Fidélité à une maison

p7bis.jpgDans son domaine, celui des Cognacs, Olivier Paultes est également « une pointure ». Fils et petit-fils de maîtres de chai cognaçais, O. Paultes a « gagné ses galons » chez Frapin (Domaine de Fontpinot, 216 ha en Grande Champagne), maison où il a accompli toute sa carrière, soit sans doute pas loin d’un quart de siècle. Bien qu’encore jeune, la petite cinquantaine (on lui donne aisément dix ans de moins), Olivier Paultes fait partie des fidèles, à une maison, à un vignoble, à un stock. Une qualité qui accorde encore plus de prix à son ralliement à Hennessy. Pour parler « cash », il s’agit d’une « prise » que nombre de maisons doivent envier au leader du marché. Car, outre sa connaissance et sa maîtrise des arcanes du métier d’assembleur, Olivier Paultes est une « star » dans sa catégorie. En 2008, le très respecté International Spirits Challenge lui décerna à Londres le titre de « Suprem Champion » – champion toute catégorie – pour la création d’un Cognac mutimillésimes. Ce prix, il l’emporta devant toutes les eaux-de-vie du monde, Vodkas et surtout Whiskies, Pure Malts… Une formidable reconnaissance de la profession et surtout un « booster » d’image incroyable. Ce succès n’a pas transformé O. Paultes. Ses proches parlent de « quelqu’un de simple, modeste, la tête sur les épaules ». Dans le nouvel organigramme d’Hennessy, il hérite de la direction « des Distilleries & de la Communication Savoir-Faire Eaux-de-vie », un titre alambiqué pour dire qu’il s’occupera des Cognacs, sans doute de leur élaboration et sera le porte-parole d’Hennessy sur les marchés. En toute logique, il rejoint le Comité dégustation.

 

Un homme en mouvement

p7.jpgHomme-orchestre Florent Morillon ! En tout cas quelqu’un qui n’a cessé d’aller de l’avant. Sa carrière, il l’a bâtie comme un Bonaparte en campagne, sans répit et avec audace. Tour à tour à l’ONIVINS, en poste à Bruxelles, chargé de mission auprès du ministère de l’Agriculture pour la mise en place du Plan Zonta (après Danièle Le Gall), chargé de la PAC à la DDAF, directeur de la Chambre d’agriculture de la Charente à partir de novembre 2007 et aujourd’hui chez Hennessy. De ces expériences multiples, Florent Morillon en a forcément retiré plasticité, expertise et facilité de dialogue avec un kaléidoscope de milieux : Administration, ministères, politiques, professionnels. Ce capital relationnel représente sans doute le point fort de Florent Morillon, ce qu’Hennessy est venu chercher auprès de lui. A l’ancien directeur de la Chambre d’agriculture, Hennessy a confié la direction Amont, en charge des relations avec le monde viticole.

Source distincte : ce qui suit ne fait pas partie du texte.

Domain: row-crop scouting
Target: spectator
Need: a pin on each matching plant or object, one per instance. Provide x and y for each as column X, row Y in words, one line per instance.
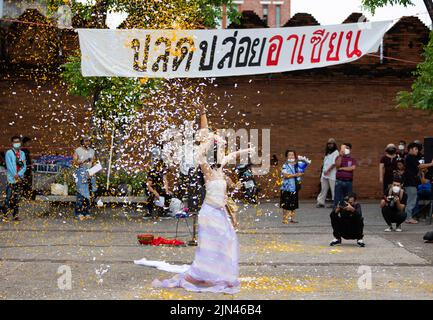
column 347, row 221
column 388, row 163
column 274, row 160
column 424, row 190
column 393, row 205
column 346, row 165
column 28, row 176
column 329, row 171
column 420, row 149
column 399, row 171
column 290, row 188
column 84, row 158
column 16, row 168
column 401, row 152
column 157, row 187
column 412, row 179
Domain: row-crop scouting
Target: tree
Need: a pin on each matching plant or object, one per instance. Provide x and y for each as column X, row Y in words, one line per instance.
column 421, row 94
column 119, row 103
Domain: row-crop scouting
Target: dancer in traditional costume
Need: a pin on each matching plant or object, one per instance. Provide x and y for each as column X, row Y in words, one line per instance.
column 216, row 264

La troisième direction – puisqu’il y en a trois – revient à Alain Deret. Il s’agit de la direction Administration & Production Eaux-de-vie. Entré chez Hennessy en 1980, A. Deret a acquis une solide expérience de 30 ans sur les aspects de production, d’organisation, d’administration d’un des secteurs clés de la maison.

Les hommes en place, en prise directe avec la viticulture, restent à leurs postes, Yves Tricoire, Renaud de Gironde, Jean-Pierre Vidal…

Il est dit que les trois directeurs « reporteront » directement à Bernard Peillon. Le terme « reporter » est tiré de « reporting » anglicisme signifiant « rendre compte ». Manifestement la maison de Cognac a l’intention de gérer au plus près – et au plus haut niveau de la hiérarchie interne – les aspects d’approvisionnement. Rien d’étonnant à cela. Quand on évoque, chez Hennessy, la possibilité de multiplier par deux les ventes – pour atteindre les 10 millions de caisses – l’approvisionnement devient un paramètre ultra-stratégique. D’autant qu’Hennessy n’est pas la seule société de Cognac sur les rangs. Dans une région où, comme partout, les exploitations viticoles ont tendance à grossir et donc à voir diminuer le nombre d’interlocuteurs, la maîtrise de la matière première devient une composante essentielle. Elle s’ajoute à la concurrence sur les marchés qui, paradoxalement, serait presque moins vive puisque davantage inter-produits. Elle s’exerce non tant à l’intérieur de la catégorie qu’avec les autres produits.